All of these trends point towards the increased commodification of computer vision research. By commodification, we mean a process by which research work is treated as interchangeable, given some measure of its value. That can be like a benchmark, where a contribution over existing methods might be literally depicted as a bolded green number with an up arrow next to it, or a more conceptual evaluation like conference review scores or citation counts which represents the attention of other researchers. Based on Marxist theories of alienation, we believe that these trends are contributing to a “mood of malaise” observed in computer vision, which also impacts the larger-scale commodification of crowd worker intelligence. These workers label data, often valued at a few cents per task, in order to create the measurably larger datasets and measurably better models so researchers can compete for the attention of their discipline.

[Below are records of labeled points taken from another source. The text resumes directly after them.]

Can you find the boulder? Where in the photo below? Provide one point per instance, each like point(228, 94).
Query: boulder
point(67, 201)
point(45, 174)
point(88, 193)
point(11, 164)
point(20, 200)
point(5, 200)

We worry that these trends in paper-writing may be constraining the work done in computer vision. These trends foster a mindset of technological determinism, where researchers believe that all possible visual perception tasks have optimal computational solutions, and research is only a matter of finding them first, rather than thinking more critically about whether visual perception is the right approach. We also worry that these trends may be contributing to bias and injustice issues in machine learning, since researchers are incentivized to write like advertisers and turn a blind eye to the limitations of their work. There is a risk that engineers or researchers who are unfamiliar with this system might take the claims in research papers at face value, and put minimally-explored methods into production.

In any case, we recommend that the computer vision conferences consider a substantial redesign of their submission, review and publishing practices. The current accelerating pace of publication is clearly unsustainable and harmful to students, and there’s got to be a different design which adjusts the limiting factors to avoid placing so much pressure on reviewer attention. While we’re not quite sure what that alternative is yet, we think approaching it from a design perspective will be helpful.